This Treatment Works, Right? Evaluating LLM Sensitivity to Patient Question Framing in Medical QA
This addresses the problem of inconsistent LLM responses in high-stakes medical settings, where phrasing variations can lead to unreliable advice, though it is incremental as it builds on known issues of prompt sensitivity.
The study investigated how large language models (LLMs) in medical question answering are sensitive to patient query phrasing, finding that positively- and negatively-framed questions significantly increase contradictory conclusions, with this effect amplified in multi-turn conversations, based on an evaluation of 6,614 query pairs across eight LLMs.
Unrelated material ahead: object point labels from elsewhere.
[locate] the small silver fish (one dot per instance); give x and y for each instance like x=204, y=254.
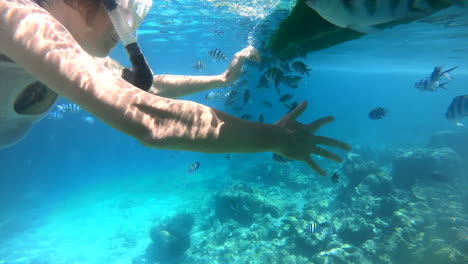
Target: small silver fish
x=317, y=227
x=55, y=115
x=434, y=82
x=458, y=109
x=198, y=65
x=217, y=55
x=300, y=67
x=88, y=119
x=212, y=95
x=377, y=113
x=285, y=98
x=292, y=81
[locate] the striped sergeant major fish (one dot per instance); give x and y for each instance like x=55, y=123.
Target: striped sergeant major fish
x=72, y=108
x=55, y=115
x=300, y=67
x=316, y=227
x=433, y=82
x=217, y=55
x=364, y=15
x=458, y=109
x=377, y=113
x=198, y=65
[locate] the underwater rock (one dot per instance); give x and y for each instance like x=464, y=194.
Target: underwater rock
x=458, y=141
x=242, y=204
x=356, y=169
x=426, y=166
x=170, y=239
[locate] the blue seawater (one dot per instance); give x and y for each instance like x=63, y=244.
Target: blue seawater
x=75, y=192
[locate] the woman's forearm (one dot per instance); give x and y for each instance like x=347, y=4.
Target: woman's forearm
x=174, y=86
x=37, y=42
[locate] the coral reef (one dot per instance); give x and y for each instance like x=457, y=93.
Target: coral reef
x=426, y=165
x=243, y=204
x=170, y=239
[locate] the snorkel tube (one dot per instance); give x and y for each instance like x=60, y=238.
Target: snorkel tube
x=140, y=75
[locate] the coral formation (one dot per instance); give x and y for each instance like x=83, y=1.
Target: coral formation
x=170, y=239
x=426, y=165
x=242, y=204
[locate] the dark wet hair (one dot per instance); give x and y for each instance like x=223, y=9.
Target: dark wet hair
x=96, y=2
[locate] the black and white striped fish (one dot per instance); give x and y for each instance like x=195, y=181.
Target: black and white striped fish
x=217, y=54
x=71, y=108
x=458, y=109
x=198, y=65
x=316, y=227
x=228, y=97
x=292, y=81
x=280, y=159
x=300, y=67
x=363, y=15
Patients are increasingly turning to large language models (LLMs) with medical questions that are complex and difficult to articulate clearly. However, LLMs are sensitive to prompt phrasings and can be influenced by the way questions are worded. Ideally, LLMs should respond consistently regardless of phrasing, particularly when grounded in the same underlying evidence. We investigate this through a systematic evaluation in a controlled retrieval-augmented generation (RAG) setting for medical question answering (QA), where expert-selected documents are used rather than retrieved automatically. We examine two dimensions of patient query variation: question framing (positive vs. negative) and language style (technical vs. plain language). We construct a dataset of 6,614 query pairs grounded in clinical trial abstracts and evaluate response consistency across eight LLMs. Our findings show that positively- and negatively-framed pairs are significantly more likely to produce contradictory conclusions than same-framing pairs. This framing effect is further amplified in multi-turn conversations, where sustained persuasion increases inconsistency. We find no significant interaction between framing and language style. Our results demonstrate that LLM responses in medical QA can be systematically influenced through query phrasing alone, even when grounded in the same evidence, highlighting the importance of phrasing robustness as an evaluation criterion for RAG-based systems in high-stakes settings.